Cell lines	Standard Cisplatin	Concentration of rGO (μg/mL)						IC50(μg/mL)
	(25μM)	Control	25	50	100	200	400
A549	49.09	100	89.76	66.29	64.05	54.25	43.85	297.81
HepG2	52.23	100	99.79	88.03	81.44	64.50	47.66	357.53

Conclusion

The reduced graphene oxide (rGO) nanosheets have been successfully exfoliated by a simple and biocompatible method using Euphorbia heterophylla [L.] leaves extract as a reducing agent in an aqueous medium. The obtained product was well characterized with the help of analytical tools such as UV–vis, XRD, FT-IR, Raman spectra and SEM techniques.

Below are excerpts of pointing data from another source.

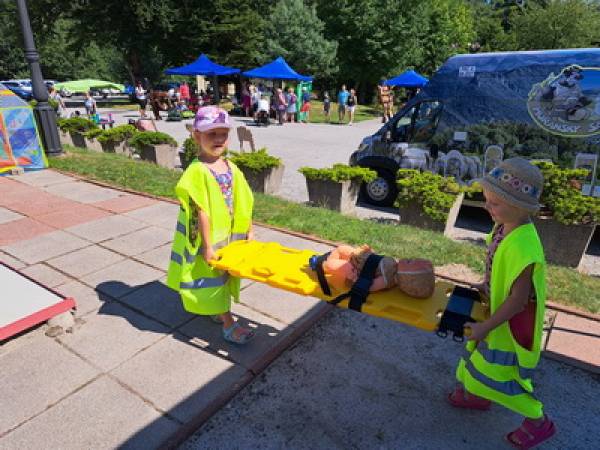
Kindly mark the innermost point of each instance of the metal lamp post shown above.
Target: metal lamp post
(44, 113)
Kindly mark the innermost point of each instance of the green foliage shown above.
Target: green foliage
(563, 198)
(143, 138)
(339, 173)
(434, 193)
(76, 124)
(93, 133)
(564, 285)
(300, 41)
(255, 161)
(117, 134)
(519, 139)
(190, 151)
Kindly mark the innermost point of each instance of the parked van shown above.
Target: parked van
(539, 104)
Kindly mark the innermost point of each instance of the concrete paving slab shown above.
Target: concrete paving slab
(208, 335)
(85, 261)
(87, 300)
(103, 415)
(159, 302)
(106, 228)
(190, 377)
(72, 216)
(46, 275)
(121, 278)
(124, 203)
(35, 203)
(159, 257)
(35, 376)
(288, 240)
(22, 229)
(140, 241)
(43, 178)
(52, 244)
(355, 381)
(279, 304)
(162, 215)
(6, 215)
(13, 262)
(576, 340)
(80, 191)
(113, 335)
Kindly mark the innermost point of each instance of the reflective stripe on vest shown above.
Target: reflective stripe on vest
(510, 388)
(190, 258)
(201, 283)
(181, 228)
(503, 358)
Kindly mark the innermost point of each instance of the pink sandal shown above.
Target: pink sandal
(528, 435)
(459, 398)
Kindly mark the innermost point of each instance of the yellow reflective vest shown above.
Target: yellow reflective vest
(498, 368)
(203, 289)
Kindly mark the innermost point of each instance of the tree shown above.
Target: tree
(300, 39)
(558, 24)
(449, 30)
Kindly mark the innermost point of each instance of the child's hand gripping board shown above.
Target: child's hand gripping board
(289, 269)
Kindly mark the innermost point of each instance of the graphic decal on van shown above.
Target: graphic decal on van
(568, 104)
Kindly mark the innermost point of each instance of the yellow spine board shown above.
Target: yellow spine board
(288, 269)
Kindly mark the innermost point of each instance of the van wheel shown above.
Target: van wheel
(382, 190)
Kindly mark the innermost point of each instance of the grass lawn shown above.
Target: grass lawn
(566, 286)
(362, 112)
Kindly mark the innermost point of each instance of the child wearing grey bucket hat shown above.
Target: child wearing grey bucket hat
(505, 349)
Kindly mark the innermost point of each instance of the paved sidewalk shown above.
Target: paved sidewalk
(138, 371)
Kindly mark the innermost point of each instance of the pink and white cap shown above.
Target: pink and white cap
(211, 117)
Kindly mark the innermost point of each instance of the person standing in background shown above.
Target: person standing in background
(342, 100)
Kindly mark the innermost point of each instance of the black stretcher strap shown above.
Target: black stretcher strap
(360, 289)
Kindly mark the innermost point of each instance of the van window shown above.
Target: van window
(419, 123)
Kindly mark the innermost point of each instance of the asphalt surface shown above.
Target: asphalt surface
(355, 381)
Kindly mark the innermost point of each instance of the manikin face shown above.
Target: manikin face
(213, 142)
(501, 211)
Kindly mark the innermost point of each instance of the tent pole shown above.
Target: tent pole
(44, 113)
(216, 90)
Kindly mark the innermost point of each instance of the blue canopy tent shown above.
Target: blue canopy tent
(205, 67)
(410, 79)
(278, 69)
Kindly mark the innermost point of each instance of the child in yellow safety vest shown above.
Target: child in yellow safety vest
(216, 208)
(504, 350)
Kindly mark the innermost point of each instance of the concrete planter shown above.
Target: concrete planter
(266, 181)
(78, 139)
(116, 147)
(413, 215)
(564, 245)
(93, 144)
(333, 195)
(65, 138)
(161, 154)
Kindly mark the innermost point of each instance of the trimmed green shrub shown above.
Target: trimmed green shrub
(93, 133)
(143, 138)
(117, 134)
(518, 139)
(562, 195)
(339, 173)
(255, 161)
(434, 193)
(76, 124)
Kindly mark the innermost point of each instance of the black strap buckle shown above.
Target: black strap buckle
(457, 313)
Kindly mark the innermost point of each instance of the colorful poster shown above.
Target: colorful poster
(568, 104)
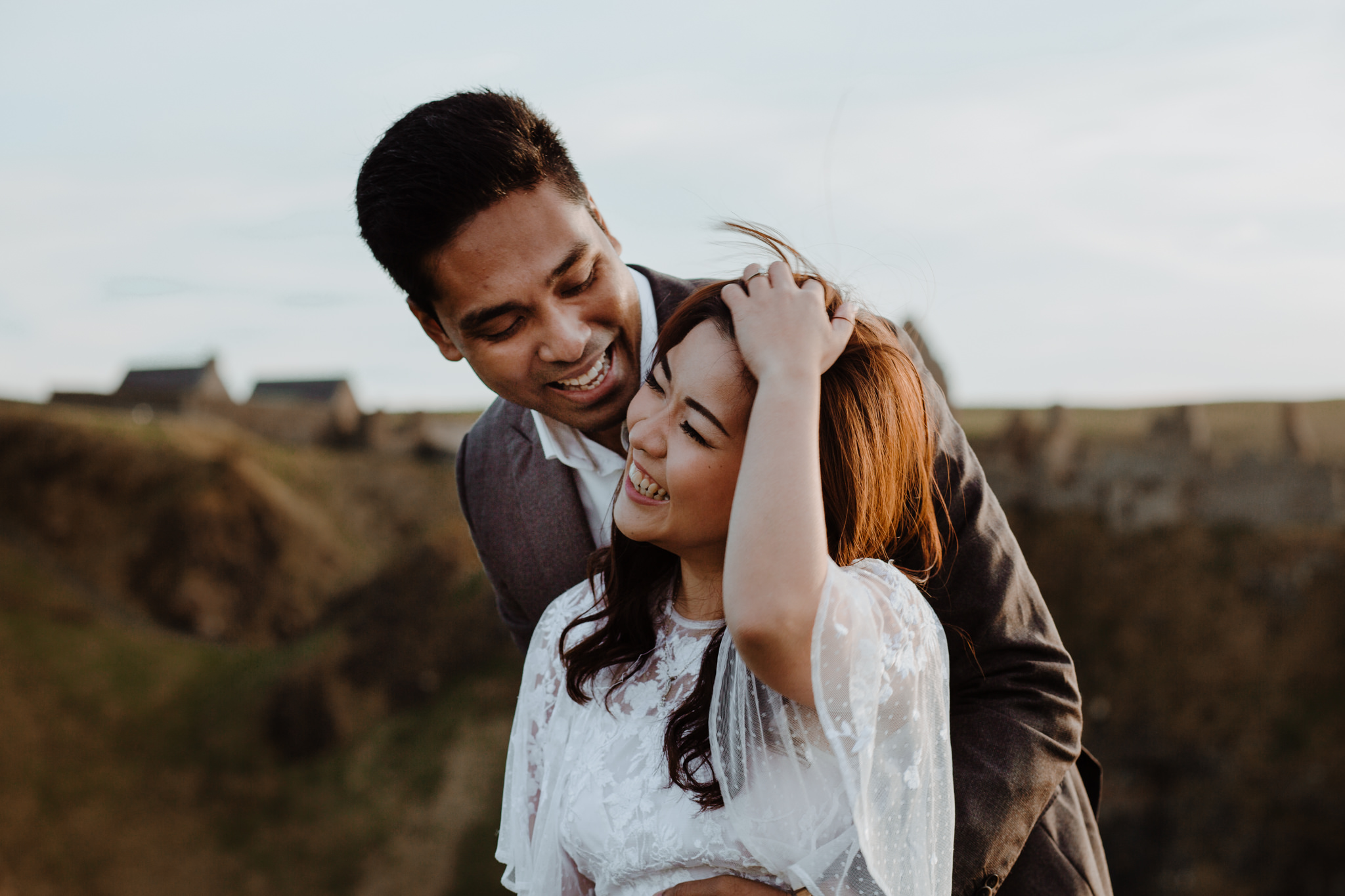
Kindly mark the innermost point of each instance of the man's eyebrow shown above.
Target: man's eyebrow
(705, 413)
(577, 251)
(474, 320)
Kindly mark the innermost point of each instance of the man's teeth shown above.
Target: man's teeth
(591, 378)
(648, 486)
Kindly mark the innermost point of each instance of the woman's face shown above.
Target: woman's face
(688, 426)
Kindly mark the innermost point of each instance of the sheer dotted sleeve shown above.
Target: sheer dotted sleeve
(529, 843)
(856, 796)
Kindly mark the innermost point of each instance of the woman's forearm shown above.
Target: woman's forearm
(776, 555)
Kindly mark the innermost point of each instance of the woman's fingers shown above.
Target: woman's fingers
(843, 327)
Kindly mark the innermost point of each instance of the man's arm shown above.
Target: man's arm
(1016, 716)
(519, 626)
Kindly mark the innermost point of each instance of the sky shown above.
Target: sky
(1093, 205)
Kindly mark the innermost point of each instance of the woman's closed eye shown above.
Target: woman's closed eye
(695, 437)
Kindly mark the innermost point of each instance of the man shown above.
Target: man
(474, 207)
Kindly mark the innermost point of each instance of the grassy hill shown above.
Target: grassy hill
(229, 667)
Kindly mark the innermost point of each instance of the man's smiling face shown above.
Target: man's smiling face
(533, 293)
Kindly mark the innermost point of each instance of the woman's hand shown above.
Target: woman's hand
(721, 885)
(776, 555)
(783, 330)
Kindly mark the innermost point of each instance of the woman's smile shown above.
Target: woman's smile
(643, 488)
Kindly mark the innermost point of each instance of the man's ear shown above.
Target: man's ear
(598, 217)
(436, 332)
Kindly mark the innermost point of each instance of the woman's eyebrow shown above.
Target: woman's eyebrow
(705, 413)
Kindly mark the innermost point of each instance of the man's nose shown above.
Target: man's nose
(565, 337)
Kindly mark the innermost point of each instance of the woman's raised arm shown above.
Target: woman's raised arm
(776, 557)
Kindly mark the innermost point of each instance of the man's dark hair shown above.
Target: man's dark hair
(439, 165)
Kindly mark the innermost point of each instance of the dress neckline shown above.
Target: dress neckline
(692, 624)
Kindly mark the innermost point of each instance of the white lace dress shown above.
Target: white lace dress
(854, 797)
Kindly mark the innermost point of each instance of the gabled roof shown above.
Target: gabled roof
(179, 381)
(317, 391)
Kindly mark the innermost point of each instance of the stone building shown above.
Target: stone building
(178, 390)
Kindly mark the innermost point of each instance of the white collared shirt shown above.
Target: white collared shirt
(598, 471)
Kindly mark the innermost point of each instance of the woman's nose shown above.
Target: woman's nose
(649, 435)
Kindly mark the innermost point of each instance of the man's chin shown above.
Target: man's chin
(590, 421)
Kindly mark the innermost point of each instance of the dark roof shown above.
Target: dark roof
(319, 391)
(174, 381)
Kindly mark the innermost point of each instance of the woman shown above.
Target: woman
(741, 699)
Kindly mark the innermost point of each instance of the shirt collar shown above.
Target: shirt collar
(565, 444)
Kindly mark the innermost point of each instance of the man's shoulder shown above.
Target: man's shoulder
(669, 292)
(499, 425)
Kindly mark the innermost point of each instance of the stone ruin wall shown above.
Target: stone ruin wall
(1264, 465)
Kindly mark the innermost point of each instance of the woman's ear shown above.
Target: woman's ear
(447, 347)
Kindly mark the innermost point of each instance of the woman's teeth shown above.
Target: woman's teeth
(648, 486)
(590, 379)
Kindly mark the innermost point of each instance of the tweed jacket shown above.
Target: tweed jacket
(1023, 803)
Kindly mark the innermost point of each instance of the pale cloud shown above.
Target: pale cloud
(1121, 205)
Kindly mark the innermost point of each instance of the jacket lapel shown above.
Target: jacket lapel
(550, 517)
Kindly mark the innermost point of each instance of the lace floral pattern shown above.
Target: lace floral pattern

The reduced graphene oxide from E. heterophylla showed significant cytotoxic activity against cancer cell lines such as A549 and HepG2. The cytotoxicity results of rGO against cancer cell lines show irregular morphological analysis of treated with standard drug cisplatin and rGO from E. heterophylla, whereas, regular morphology was observed in controlled cells. However, these results concluded that plant-derived reduced graphene oxide is very useful in biomedical as well as environmental applications.

Declaration of Competing Interest

The authors declare no conflicts of interest.